Die Rechtsprechung überträgt das Recht der Totenfürsorge auf den nächsten Verwandten des Verstorbenen, im hiesigen Fall auf die Ehefrau und ASG. Der Inhaber des Totenfürsorgerechts hat sich im Rahmen des (mutmaßlichen) Willens des Verstorbenen zu bewegen. Innerhalb dieses Rahmens muss dem Inhaber aber ein erheblicher Ermessens- und Beurteilungsspielraum zuerkannt werden. Andernfalls wird die Umsetzung der Totenfürsorge nicht praktikabel sein.
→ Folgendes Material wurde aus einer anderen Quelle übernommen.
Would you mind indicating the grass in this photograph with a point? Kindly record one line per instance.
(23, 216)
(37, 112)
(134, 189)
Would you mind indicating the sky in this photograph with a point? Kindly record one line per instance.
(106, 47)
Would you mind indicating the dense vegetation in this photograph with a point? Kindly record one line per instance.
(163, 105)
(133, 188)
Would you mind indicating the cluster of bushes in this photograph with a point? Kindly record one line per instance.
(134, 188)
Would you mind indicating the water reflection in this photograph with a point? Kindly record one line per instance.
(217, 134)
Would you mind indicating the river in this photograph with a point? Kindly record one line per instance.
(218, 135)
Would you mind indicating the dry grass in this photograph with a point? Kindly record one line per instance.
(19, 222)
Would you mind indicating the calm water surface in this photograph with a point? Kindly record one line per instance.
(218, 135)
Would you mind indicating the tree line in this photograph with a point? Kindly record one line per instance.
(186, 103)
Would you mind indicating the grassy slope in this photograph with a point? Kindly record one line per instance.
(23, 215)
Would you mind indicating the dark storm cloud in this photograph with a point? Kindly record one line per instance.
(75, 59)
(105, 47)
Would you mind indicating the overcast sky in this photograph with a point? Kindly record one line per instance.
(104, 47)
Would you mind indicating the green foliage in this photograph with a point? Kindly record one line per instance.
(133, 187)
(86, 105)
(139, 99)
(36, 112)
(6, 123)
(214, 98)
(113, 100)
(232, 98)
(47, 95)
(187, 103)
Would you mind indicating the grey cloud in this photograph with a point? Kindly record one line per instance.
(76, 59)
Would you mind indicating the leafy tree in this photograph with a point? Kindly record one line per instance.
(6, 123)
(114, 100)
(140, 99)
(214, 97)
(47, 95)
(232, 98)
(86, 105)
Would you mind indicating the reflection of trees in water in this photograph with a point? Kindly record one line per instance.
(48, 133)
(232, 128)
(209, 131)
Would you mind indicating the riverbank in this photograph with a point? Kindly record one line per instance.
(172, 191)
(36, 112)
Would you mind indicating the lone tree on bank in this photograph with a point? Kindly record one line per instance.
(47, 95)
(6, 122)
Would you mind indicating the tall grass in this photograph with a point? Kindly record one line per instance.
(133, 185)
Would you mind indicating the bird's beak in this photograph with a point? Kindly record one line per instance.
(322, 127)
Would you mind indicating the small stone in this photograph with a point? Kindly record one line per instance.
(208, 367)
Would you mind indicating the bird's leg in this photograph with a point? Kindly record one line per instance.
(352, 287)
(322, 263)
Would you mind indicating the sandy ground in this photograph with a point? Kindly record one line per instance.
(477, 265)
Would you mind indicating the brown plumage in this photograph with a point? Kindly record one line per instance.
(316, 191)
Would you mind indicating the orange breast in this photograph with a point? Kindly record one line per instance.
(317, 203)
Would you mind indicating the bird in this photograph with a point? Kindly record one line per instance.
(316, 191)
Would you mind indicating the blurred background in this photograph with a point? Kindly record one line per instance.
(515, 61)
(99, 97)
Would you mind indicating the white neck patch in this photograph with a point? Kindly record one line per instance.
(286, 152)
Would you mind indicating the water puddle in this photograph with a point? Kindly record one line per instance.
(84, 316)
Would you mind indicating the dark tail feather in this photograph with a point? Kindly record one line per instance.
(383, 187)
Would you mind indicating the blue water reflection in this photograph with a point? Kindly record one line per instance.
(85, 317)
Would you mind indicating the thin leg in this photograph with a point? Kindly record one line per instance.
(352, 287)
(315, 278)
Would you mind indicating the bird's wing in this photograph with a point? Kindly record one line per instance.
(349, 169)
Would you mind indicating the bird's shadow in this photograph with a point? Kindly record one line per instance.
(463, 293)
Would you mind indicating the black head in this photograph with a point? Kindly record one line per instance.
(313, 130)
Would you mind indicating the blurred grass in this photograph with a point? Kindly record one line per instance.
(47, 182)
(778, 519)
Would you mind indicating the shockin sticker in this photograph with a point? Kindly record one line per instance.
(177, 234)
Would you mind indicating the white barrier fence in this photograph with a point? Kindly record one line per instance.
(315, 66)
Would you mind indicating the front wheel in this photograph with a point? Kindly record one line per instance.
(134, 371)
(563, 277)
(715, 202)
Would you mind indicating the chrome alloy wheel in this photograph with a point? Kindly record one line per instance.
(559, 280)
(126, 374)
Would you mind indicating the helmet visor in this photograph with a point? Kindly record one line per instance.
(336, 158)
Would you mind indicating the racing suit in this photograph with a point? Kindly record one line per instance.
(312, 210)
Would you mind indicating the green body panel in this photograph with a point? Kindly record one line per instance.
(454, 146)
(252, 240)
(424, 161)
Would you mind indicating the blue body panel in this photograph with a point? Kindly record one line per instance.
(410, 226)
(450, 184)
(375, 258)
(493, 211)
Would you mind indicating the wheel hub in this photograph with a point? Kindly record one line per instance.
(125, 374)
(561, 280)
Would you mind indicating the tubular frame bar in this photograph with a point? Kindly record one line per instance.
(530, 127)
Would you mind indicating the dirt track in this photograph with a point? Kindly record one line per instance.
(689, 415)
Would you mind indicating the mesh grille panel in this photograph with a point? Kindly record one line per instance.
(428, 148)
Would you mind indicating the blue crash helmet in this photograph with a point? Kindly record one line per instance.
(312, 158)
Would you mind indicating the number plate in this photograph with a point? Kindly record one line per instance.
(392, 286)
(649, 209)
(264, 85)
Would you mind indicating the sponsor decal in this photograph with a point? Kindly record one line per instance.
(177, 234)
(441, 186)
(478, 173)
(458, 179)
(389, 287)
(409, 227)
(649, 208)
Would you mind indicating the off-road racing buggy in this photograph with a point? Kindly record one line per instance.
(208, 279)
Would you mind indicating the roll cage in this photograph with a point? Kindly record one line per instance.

Das Gericht ist nach der Durchführung der Beweisaufnahme der Überzeugung, dass sich die ASG mit ihren Vorstellungen im Rahmen des (mutmaßlichen) Willens des Verstorbenen bewegt. Sowohl die ASG als auch die beiden Zeuginnen DK und GY haben dargestellt, dass sich der Verstorbene dahingehend geäußert habe, dass er mit seiner letzten Ehefrau gemeinsam bestattet werden wolle. Angesichts der Aussagen war dem Verstorbenen auch bewusst, dass dies eine Verbringung und Bestattung seines Leichnams in der Türkei bedeuten würde. Das Gericht hat keine konkreten Anknüpfungstatsachen erkennen können, die für Falschaussagen der genannten Personen sprechen. Zwar ist eine derartige Absprache grundsätzlich vorstellbar. Zwischen der ASG und den beiden Zeuginnen besteht eine enge verwandtschaftliche Beziehung, es handelt sich geradezu um den klassischen Fall von sogenannten Lagerzeuginnen. Eine Absprache wäre auch relativ risikolos vorstellbar, da der Nachweis einer falschen Darstellung regelmäßig nicht zu führen sein wird. Das Gericht hat diese Umstände nicht verkannt und geht dennoch davon aus, dass die ASG und die beiden Zeuginnen das Gericht mit der Wahrheit bedient haben, als sie die Geschehnisse und die Äußerungen des Verstorbenen anläßlich einer familiären Grillfeier im Sommer 2013 geschildert haben. Aus der Sicht des Gerichts spricht ein Aspekt massiv gegen die Annahme einer Absprache mit dem Ziel der Täuschung des Gerichts. Die Zeugin GY hat dargelegt, dass sie sich nicht mehr sicher sei, ob ihre Schwester, die Zeugin DK, überhaupt bei der Unterredung über die Beerdigung zugegen gewesen sei. Wenn sich Beteiligte an einem gerichtlichen Verfahren in Täuschungs- und Manipulationsabsicht zu Falschaussagen absprechen, dann ist regelmäßig nicht zu erwarten, dass die Aussagen sich gegenseitig in ihrem Beweiswert relativieren. Es wäre bei einer kollusiven Absprache sehr ungewöhnlich, wenn die eine Zeugenaussage den Beweiswert der anderen Aussage erheblich belastet.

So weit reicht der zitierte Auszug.